Lyon, au contraire, avait résisté avec la plus grande opiniâtreté aux armes
d’Aurélien. L’histoire dit que Lyon fût puni [971] ,
elle ne parle pas de la récompense d’Autun. Telle est en effet la politique des
guerres civiles. Les injures laissent des traces profondes : on oublie les
services les plus importants. La vengeance est utile, la reconnaissance
dispendieuse.
Aurélien ne se fut pas plus tôt emparé de la personne et des
provinces de Tetricus [an 272] , qu’il tourna ses armes contre Zénobie,
cette fameuse reine de Palmyre et de l’Orient. Dans l’Europe moderne plusieurs
femmes ont soutenu glorieusement le fardeau d’un empire, et notre propre siècle
en offre de beaux exemples. Mais, si nous en exceptons Sémiramis, dont les
exploits paraissent incertains, Zénobie est la seule femme dont le génie
supérieur ait brisé le joug de cette indolence servile à laquelle les mœurs et
le climat de l’Asie assujettissaient son sexe [972] . Elle se disait
descendue des anciens rois macédoniens qui régnèrent en Égypte : sa beauté
égalait celle de Cléopâtre ; et elle surpassait de bien loin cette
princesse en valeur et en chasteté [973] .
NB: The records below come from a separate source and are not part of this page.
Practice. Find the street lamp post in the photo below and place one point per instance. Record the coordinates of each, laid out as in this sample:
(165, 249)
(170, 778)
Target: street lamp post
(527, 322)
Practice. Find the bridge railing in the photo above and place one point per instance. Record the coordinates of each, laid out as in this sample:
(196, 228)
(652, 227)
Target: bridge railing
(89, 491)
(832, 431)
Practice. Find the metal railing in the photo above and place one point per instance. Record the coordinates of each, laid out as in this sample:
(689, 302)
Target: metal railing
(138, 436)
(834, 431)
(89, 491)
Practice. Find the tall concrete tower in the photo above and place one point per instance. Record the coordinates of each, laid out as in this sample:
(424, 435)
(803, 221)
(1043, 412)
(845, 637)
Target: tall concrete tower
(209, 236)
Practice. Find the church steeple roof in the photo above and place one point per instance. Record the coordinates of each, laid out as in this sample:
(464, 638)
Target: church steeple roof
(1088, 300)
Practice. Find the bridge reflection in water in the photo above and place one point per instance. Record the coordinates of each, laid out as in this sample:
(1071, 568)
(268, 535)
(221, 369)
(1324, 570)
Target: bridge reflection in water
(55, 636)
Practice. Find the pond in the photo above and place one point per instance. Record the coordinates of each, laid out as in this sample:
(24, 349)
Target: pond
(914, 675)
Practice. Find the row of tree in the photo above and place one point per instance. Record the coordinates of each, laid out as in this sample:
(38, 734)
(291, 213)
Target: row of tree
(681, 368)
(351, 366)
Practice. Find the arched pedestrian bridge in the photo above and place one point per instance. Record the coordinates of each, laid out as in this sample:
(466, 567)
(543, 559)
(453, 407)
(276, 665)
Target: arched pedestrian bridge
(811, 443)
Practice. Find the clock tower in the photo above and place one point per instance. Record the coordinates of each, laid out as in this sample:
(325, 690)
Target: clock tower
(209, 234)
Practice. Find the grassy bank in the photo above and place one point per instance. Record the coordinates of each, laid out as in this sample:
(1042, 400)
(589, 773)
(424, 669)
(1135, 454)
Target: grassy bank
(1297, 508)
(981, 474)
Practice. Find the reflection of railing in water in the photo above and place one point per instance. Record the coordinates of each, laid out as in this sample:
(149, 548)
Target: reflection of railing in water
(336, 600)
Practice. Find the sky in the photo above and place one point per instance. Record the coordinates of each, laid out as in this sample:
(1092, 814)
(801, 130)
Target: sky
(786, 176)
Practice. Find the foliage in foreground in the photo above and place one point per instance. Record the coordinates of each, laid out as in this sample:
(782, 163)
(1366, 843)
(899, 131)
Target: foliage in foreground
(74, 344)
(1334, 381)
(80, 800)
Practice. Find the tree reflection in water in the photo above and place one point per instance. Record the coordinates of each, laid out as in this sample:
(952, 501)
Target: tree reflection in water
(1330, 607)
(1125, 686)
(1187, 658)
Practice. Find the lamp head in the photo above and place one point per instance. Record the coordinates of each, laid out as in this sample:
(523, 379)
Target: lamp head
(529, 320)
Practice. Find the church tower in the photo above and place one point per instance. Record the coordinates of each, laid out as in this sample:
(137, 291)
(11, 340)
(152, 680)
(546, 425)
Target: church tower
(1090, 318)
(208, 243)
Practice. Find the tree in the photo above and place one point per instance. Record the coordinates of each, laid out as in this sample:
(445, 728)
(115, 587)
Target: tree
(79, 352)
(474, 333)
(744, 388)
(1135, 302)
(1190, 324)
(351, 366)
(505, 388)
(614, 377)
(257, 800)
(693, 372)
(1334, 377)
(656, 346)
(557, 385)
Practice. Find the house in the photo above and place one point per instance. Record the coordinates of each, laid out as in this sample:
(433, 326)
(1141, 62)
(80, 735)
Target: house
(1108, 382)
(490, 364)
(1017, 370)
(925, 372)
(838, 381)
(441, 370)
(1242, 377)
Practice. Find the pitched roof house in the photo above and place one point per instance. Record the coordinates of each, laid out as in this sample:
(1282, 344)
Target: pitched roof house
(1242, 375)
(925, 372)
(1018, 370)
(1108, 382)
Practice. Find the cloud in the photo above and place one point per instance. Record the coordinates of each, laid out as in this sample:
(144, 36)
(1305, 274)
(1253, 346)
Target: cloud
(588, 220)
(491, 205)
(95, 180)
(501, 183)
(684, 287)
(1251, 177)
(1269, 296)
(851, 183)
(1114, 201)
Élevée au-dessus de son sexe par ses qualités éminentes Zénobie, était encore
la plus belle des femmes. Elle avait (car en parlant d’une femme, ces
bagatelles deviennent des détails importants) le teint brun, les dents d’une
blancheur éclatante, une voix forte et harmonieuse, et de grands yeux noirs,
dont une douceur attrayante tempérait la vivacité. L’étude avait éclairé son
esprit, et en avait augmenté l’énergie naturelle. Elle n’ignorait pas le
latin ; mais elle possédait au même degré de perfection le grec, le
syriaque et la langue égyptienne. Elle avait composé pour son usage un abrégé
de l’histoire d’Orient ; et, guidée par le sublime Longin, elle comparait
familièrement les beautés d’Homère et de Platon.
Cette femme accomplie avait épousé Odenat, qui, né dans une
condition privée [974] ,
monta sur le trône de l’Orient. Elle devint bientôt l’amie et la compagne d’un
héros. Odenat aimait passionnément la chasse : en temps de paix, il se
plaisait à poursuivre les bêtes farouches du désert, les lions, les panthères
et les ours : Zénobie se livrait avec la même ardeur à ce dangereux exercice.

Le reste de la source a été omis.